Stubbs had never intended to call in the Feds, not if he could possibly avoid it, but when he saw the stacks of dusty, lead-lined tubes and boxes arrayed around the clearing, he admitted to himself at last that this was something that could not be handled locally. He called the FBI.
Within two hours the experts had descended. Men in what looked like spacesuits opened the metal containers and assayed the substances inside. Plutonium 239. Ninety- seven percent pure; weapons grade. Around seven hundred kilograms in all. Enough to build thirty bombs of the strength that leveled Hiroshima. Or to power three breeder reactors that would keep rogue nations supplied with fissionable goods for a millennium. It was by far the biggest stash of nuclear material ever known to have fallen into private hands.
Fred and Piney were treated with suspicion for a while. They were questioned for a long, long time, though they could tell their story in fifteen seconds: They had a friend in danger from Russians. They saw a fat man who maybe was a Russian in the mangroves with a red wagon and a shovel. He didn't belong there. They thought they should see what he was going to dig up.

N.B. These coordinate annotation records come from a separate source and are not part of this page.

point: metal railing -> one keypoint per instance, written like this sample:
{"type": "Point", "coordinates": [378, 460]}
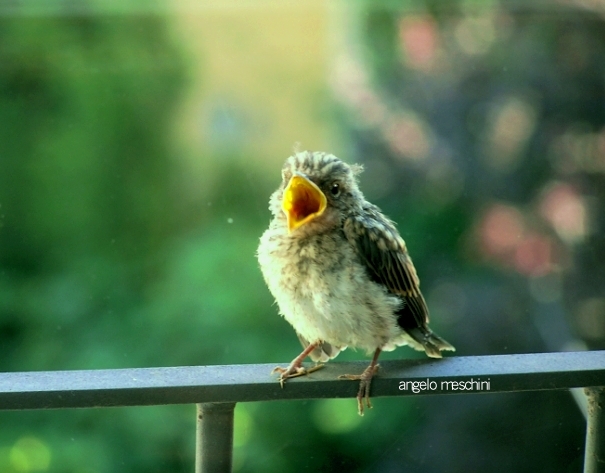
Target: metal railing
{"type": "Point", "coordinates": [216, 390]}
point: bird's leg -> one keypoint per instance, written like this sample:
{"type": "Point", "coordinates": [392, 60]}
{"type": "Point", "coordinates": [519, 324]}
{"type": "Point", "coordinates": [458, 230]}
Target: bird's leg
{"type": "Point", "coordinates": [365, 379]}
{"type": "Point", "coordinates": [295, 369]}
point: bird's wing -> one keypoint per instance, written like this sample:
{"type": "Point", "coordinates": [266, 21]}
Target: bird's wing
{"type": "Point", "coordinates": [385, 255]}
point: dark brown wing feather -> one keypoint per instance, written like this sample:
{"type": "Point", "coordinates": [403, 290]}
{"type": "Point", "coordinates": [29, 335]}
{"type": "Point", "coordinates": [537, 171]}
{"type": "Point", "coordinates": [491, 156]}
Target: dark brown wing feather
{"type": "Point", "coordinates": [384, 253]}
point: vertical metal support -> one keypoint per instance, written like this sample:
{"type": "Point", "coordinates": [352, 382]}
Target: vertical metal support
{"type": "Point", "coordinates": [214, 437]}
{"type": "Point", "coordinates": [594, 453]}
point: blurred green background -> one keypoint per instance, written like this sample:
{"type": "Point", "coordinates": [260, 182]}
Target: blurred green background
{"type": "Point", "coordinates": [140, 141]}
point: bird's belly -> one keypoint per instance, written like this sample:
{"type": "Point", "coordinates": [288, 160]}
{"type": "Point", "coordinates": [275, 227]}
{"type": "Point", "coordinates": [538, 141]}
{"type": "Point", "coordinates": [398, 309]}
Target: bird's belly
{"type": "Point", "coordinates": [344, 309]}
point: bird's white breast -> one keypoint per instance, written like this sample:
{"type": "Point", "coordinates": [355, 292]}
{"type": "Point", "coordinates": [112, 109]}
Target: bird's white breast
{"type": "Point", "coordinates": [323, 290]}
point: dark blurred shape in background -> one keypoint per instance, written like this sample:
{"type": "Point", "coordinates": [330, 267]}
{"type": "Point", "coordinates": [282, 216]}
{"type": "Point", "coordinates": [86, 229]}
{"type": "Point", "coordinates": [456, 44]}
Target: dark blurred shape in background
{"type": "Point", "coordinates": [139, 143]}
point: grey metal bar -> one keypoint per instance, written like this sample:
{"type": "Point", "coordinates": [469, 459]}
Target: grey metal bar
{"type": "Point", "coordinates": [594, 454]}
{"type": "Point", "coordinates": [214, 442]}
{"type": "Point", "coordinates": [235, 383]}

The FBI concluded at last that Piney and Fred were not part of the conspiracy.
Huge military trucks arrived to take the plutonium away. It was hard to keep all this a secret, and someone— most likely Donald Egan—leaked the story to the national media.
By nightfall the TV crews had mustered, with their arc lights and satellite hookups and correspondents with sprayed hair, broadcasting live from the clearing near the hot dog and in front of the Mangrove Arms. The publisher of the Island Frigate, thrilled to be near the middle of a breaking story, spoke to everyone, told of how the phony article in his paper had forced the Russians' hand.